519 新ツープラトン
「そんな出入り口に陣取っていないで、奥まで入ってきたまえよ。それともすぐに逃げられる算高でも立てているのかな?」
扉を開けた瞬間に歓迎が始まったせいで踏み入る事を忘れちまってたぜ。指摘されて進むのは癪だが、臆病者と思われてもおもしろくねぇな。
「いこうぜみんな。慎重にな」
怖い顔をしながら黙って睨み付けているジャスに変わって、オレが号令を出したぜ。
無言で頷き、武器を構えながら一歩ずつ愛の巣の内部へと踏み入ってゆく。
充分に入り、まだシャインと距離があるタイミングでヒュンと風が吹いた。室内に不釣り合いな黄色い羽が舞う。
この羽、まさか。
「エア」
アクアが確信の声を上げる。天井付近から魔王エアが、腕を組んだ仁王立ち状態でシャインの前まで垂直にスッと降りてきた。

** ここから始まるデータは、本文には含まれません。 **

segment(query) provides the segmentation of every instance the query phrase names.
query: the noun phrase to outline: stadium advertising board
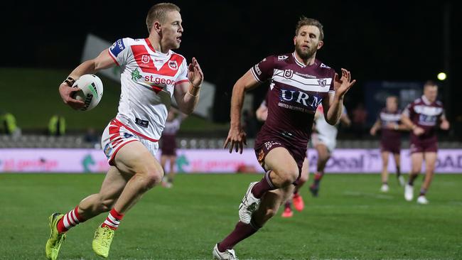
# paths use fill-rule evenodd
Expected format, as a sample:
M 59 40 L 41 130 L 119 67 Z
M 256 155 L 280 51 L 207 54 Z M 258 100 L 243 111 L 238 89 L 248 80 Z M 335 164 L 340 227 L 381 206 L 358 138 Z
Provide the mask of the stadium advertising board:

「やっほアクア。久しぶり。大空への塔では中途半端な形で逃げちゃってゴメンね」
相変わらず人懐っこい楽しそうな笑顔だ。ただ前と違って両腕には包帯が巻かれている。戦いの傷が癒えてないのかもしれねぇ。だったらチャンスだ。
「エア、その腕」
「気付いた。かっこいいでしょ。厨二病みたいで。ホントに力を封じ込めてるかもよ」
腕を見せびらかしながらチャラけてっけど、マジで力を封じ込めてたりしてねぇだろぉなぁ。隠し球とか勘弁だぜ。
「戯れはもういいだろうエア。ミー達の愛の力でぶちかましてやろうではないか」
「実戦じゃなかったら蹴り入れてるところだったけどね。それじゃ、新ツープラトンいくよっ」
シャインが馴れ馴れしく肩を叩いた事に不服なエアだったが、すぐに気を取り直しやがった。ヤバいのがくる予感しかしねぇ。
後方のシャインが白く輝く。額からまっすぐな角を生やし、白馬の下半身の姿へと変貌を遂げた。
「はっ!」
シャインが駆け出すと同時に、エアがジャンプをしてシャインの肩に乗ったぜ。エアは身体を床と平行にさせたまま、シャインと共に物凄い速度で突っ込んできやがった。
「黙ってやらせないからっ!」
エリスが矢を放つけども、あまりのスピードで発生した風圧に逸らされちまう。
「うそでしょ!」
「ってぇ! ちょっと待ってよエア。そのファイナルベ○トの相方は馬じゃなくて犀だよ」
ちょっと待つのはアクアの方だ。明らかに驚いてるベクトルが違うだろぉが。
オレ達が慌てふためいている間にも、エアのおでこが空を切りながら急接近してくる。
「細かい事は気にしない。ヘビープレ○シャー!」
「間に合えっ! クリエイトアイス!」
ギリギリで氷の盾を形成したが、構わずおでこから激突して砕きやがった。
「うわぁぁぁあっ!」
直撃してもいないのに吹き飛ばされるほどの威力って、こっちは満身創痍なんだから少しは手加減しやがれ。
「ジャス、大丈夫か」
「問題ない。ワイズも平気だな」
「へっ。一撃でやられて堪っかよ」
ジャスと一緒に立ち上がりながら、シャインとエアを視界に捉える。魔王二人の向こう側では、アクアとエリスも戦闘態勢を取っていたぜ。
体よく挟み撃ちの形になったと喜ぶべきか、戦力を分断させられちまったとみるべきか。
先手を許す形で始まっちまったのが不穏で仕方ねぇぜ。